Integrated demand response method for heating multiple rooms based on fuzzy logic considering dynamic price

We consider an educational building heated by a combination of district heating (DH) and a local air source heat pump. We have developed an integrated demand response method for multiple rooms, consisting of an optimization layer and a control layer, to maintain thermal comfort and save energy and costs. For the optimization layer, we apply fuzzy logic to adjust indoor temperature setpoints to respond to dynamic heat prices and propose an optimal heat supply method to find optimal heat supply schemes. For the control layer, a multi-objective model predictive control (MPC) has been developed to manage indoor thermal conditions across multiple rooms. To test and verify the integrated demand response method, we build a multi-room simulation model using the CARNOT Toolbox. The results show that adopting different indoor temperature setpoints during working and nonworking hours, combined with the MPC method, has an energy-saving potential of 9.1 % compared to maintaining a constant indoor temperature using DH alone.
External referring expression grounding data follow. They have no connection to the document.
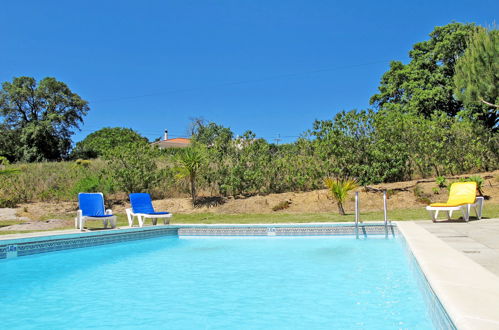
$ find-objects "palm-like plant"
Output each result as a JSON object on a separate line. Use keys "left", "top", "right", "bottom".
{"left": 175, "top": 147, "right": 205, "bottom": 204}
{"left": 324, "top": 177, "right": 358, "bottom": 215}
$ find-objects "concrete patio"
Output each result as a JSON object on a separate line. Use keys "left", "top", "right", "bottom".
{"left": 417, "top": 218, "right": 499, "bottom": 277}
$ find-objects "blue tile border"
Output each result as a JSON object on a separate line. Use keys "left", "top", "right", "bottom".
{"left": 0, "top": 226, "right": 177, "bottom": 259}
{"left": 178, "top": 224, "right": 397, "bottom": 237}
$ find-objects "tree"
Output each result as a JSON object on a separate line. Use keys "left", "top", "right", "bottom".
{"left": 324, "top": 177, "right": 358, "bottom": 215}
{"left": 175, "top": 146, "right": 205, "bottom": 204}
{"left": 370, "top": 23, "right": 477, "bottom": 118}
{"left": 0, "top": 77, "right": 89, "bottom": 161}
{"left": 104, "top": 142, "right": 162, "bottom": 194}
{"left": 454, "top": 26, "right": 498, "bottom": 130}
{"left": 311, "top": 110, "right": 409, "bottom": 185}
{"left": 72, "top": 127, "right": 148, "bottom": 159}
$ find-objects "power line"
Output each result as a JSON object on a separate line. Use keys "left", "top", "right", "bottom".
{"left": 90, "top": 60, "right": 390, "bottom": 104}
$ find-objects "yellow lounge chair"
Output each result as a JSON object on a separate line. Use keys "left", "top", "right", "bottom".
{"left": 426, "top": 182, "right": 484, "bottom": 222}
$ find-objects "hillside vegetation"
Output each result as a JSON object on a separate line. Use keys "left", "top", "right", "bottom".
{"left": 1, "top": 22, "right": 498, "bottom": 209}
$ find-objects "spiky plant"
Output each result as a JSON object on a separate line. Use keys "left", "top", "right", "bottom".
{"left": 175, "top": 147, "right": 205, "bottom": 204}
{"left": 324, "top": 177, "right": 358, "bottom": 215}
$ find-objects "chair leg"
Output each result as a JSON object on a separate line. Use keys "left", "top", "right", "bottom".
{"left": 138, "top": 215, "right": 144, "bottom": 228}
{"left": 75, "top": 217, "right": 79, "bottom": 229}
{"left": 462, "top": 205, "right": 470, "bottom": 222}
{"left": 446, "top": 211, "right": 451, "bottom": 220}
{"left": 80, "top": 218, "right": 85, "bottom": 231}
{"left": 103, "top": 219, "right": 108, "bottom": 229}
{"left": 476, "top": 199, "right": 483, "bottom": 220}
{"left": 126, "top": 209, "right": 134, "bottom": 227}
{"left": 152, "top": 218, "right": 157, "bottom": 226}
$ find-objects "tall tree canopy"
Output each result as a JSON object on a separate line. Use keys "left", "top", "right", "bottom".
{"left": 370, "top": 23, "right": 477, "bottom": 118}
{"left": 72, "top": 127, "right": 148, "bottom": 159}
{"left": 454, "top": 26, "right": 498, "bottom": 130}
{"left": 0, "top": 77, "right": 89, "bottom": 161}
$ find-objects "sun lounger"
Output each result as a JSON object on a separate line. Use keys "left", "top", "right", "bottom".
{"left": 126, "top": 193, "right": 172, "bottom": 227}
{"left": 426, "top": 182, "right": 483, "bottom": 222}
{"left": 76, "top": 193, "right": 117, "bottom": 230}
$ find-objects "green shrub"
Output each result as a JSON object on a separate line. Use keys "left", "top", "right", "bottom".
{"left": 72, "top": 176, "right": 100, "bottom": 194}
{"left": 104, "top": 142, "right": 163, "bottom": 194}
{"left": 435, "top": 176, "right": 447, "bottom": 188}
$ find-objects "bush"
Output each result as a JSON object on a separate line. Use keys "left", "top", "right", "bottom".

Adjusting temperature setpoints using fuzzy logic utilizes the building's heat storage capacity to increase energy flexibility, reaching 16.0 % savings in energy and reducing 12.6 % heating costs. •Propose an integrated demand response method for multiple rooms.•Develop an optimal heat supply method for buildings heated by two systems.•Develop fuzzy logic to adjust indoor temperature setpoints based on dynamic prices.•Develop a model predictive control method for multiple rooms' temperature control.•Prove energy and cost savings of the integrated demand response method.